I've been thinking a lot about the Cross and the ways in which our contemporary form of Cancel Culture has echos thought out history. The attempts by the White Christian Nationalist GOP to erase all of the gains in civil and human rights from the 20th century is nothing more than Cancel Culture writ large.
Golgotha, by Romare Bearden American Artist, 1945, Metropolitan Museum of Art
With each passing day we see laws being passed that eliminate reproductive choice, gender affirming care, American history, Affirmative Action, disability rights, voting rights, women's rights, LGBTQIA+ rights, educational rights, and every other right that could be folded into DEI and Critical Theory as a means to cancel anything other than the Fundamentalist Evangelical Christian worldview that looks more like Sharia Law and less like the modern multi-cultural pluralistic democracy that I thought I was living in.

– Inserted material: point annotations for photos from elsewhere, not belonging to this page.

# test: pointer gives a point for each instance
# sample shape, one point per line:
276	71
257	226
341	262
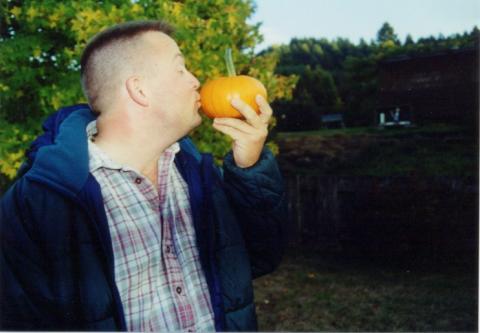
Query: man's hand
248	135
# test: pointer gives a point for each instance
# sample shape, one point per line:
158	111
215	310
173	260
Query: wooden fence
435	216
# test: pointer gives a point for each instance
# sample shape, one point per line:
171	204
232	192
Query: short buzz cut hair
107	53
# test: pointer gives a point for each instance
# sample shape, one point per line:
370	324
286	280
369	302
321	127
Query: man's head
111	54
139	63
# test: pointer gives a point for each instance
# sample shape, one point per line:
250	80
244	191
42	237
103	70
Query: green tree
41	43
386	35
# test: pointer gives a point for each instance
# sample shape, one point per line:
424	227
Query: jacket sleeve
258	197
26	298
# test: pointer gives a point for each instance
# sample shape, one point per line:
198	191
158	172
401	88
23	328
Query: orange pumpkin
216	94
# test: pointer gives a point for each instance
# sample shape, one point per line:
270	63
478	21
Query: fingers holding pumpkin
247	112
265	109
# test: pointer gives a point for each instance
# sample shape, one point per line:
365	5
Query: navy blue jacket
57	268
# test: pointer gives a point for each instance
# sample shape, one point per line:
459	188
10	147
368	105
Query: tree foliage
41	43
354	71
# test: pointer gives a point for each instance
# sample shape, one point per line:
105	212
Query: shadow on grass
330	294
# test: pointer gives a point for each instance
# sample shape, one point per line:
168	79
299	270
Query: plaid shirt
157	266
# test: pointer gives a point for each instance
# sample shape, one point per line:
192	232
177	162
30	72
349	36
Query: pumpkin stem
229	62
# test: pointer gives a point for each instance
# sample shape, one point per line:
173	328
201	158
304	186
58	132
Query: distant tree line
338	76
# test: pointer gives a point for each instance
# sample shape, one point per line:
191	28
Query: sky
356	19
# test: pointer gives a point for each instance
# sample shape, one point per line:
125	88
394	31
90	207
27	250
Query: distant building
440	87
332	120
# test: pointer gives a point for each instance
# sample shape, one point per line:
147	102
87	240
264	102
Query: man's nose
195	82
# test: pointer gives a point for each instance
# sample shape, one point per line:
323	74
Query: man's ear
135	91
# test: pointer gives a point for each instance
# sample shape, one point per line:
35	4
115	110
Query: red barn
440	87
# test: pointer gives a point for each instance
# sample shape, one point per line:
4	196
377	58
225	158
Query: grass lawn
434	150
308	294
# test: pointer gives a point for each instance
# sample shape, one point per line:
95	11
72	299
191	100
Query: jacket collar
59	157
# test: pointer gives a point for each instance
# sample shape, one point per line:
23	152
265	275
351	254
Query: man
118	223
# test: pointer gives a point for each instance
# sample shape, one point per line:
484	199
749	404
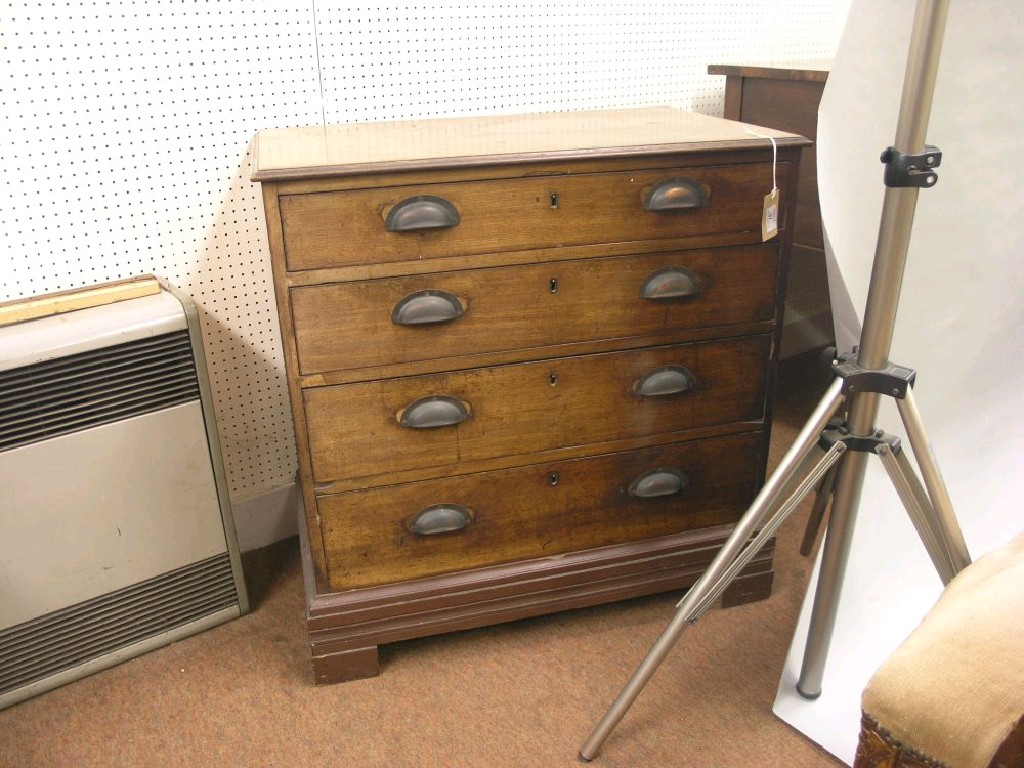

How does this echo the historic forms of Cancel Culture, you might be asking? And what does this have to do with the cross? Well, I've been thinking about the way Rome used crucifixion as a tool to suppress revolt and how this very gruesome, public, shameful form of torture and death was used to terrorize those with little or no power. I've been thinking about how the power brokers of Jerusalem colluded with the Roman Empire to cancel anyone who dared speak or act against the dominant worldview of the time. I've been thinking about how Jesus, a man with a different perspective on his faith and the Law, was cancelled by both those in power and the mob.
I've been thinking about this, not just because it is Holy Week and tonight, we will mark both the second night of Passover and Maundy Thursday, but because the Resurrection is the ultimate answer to the world's penchant to cancel, through terror, anyone who would speak to a better world. I find this comforting even as I feel the intensity of the times in which we live.
I do not personally believe in a Sacrificial Atonement Theology which believes Jesus died for my sins. I do not believe in a God who would murder the Beloved just to prove a point. However, I do believe that the Cross has an enduring purpose and that we are invited to reflect upon and reaffirm that purpose each year. For me, the Cross is that moment when I can accept our human condition and trust that God can and will redeem us in some miraculous way. It reminds me that I have the opportunity to participate in this redemption, to reaffirm my commitment to a ministry of reconciliation, and the hard work of resurrection in everyday life.
It is also the gift of knowing I am not alone! No matter how Cancel Culture, in its current form, desires to say my theology, my way of loving, my gender and my belief in a world that is just and peaceful is heretical to the god of their understanding, I remain convicted that...
"... nothing can ever separate us from God’s love. Neither death nor life, neither angels nor demons, neither our fears for today nor our worries about tomorrow—not even the powers of hell can separate us from God’s love. No power in the sky above or in the earth below—indeed, nothing in all creation will ever be able to separate us from the love of God that is revealed in Christ Jesus our Lord." Romans 8:38-39
And that Cancel Culture has no power over the God of Love and Justice, Mercy and Peace.
As you prepare to celebrate the Risen Christ again this year, I encourage you to reflect on the meaning of the Cross in your life. I invite you to wonder how the mystery of the Resurrection lives in you. May the darkness of the Tomb lead you to the brilliance of renewal as uniquely beautiful Beloved of God.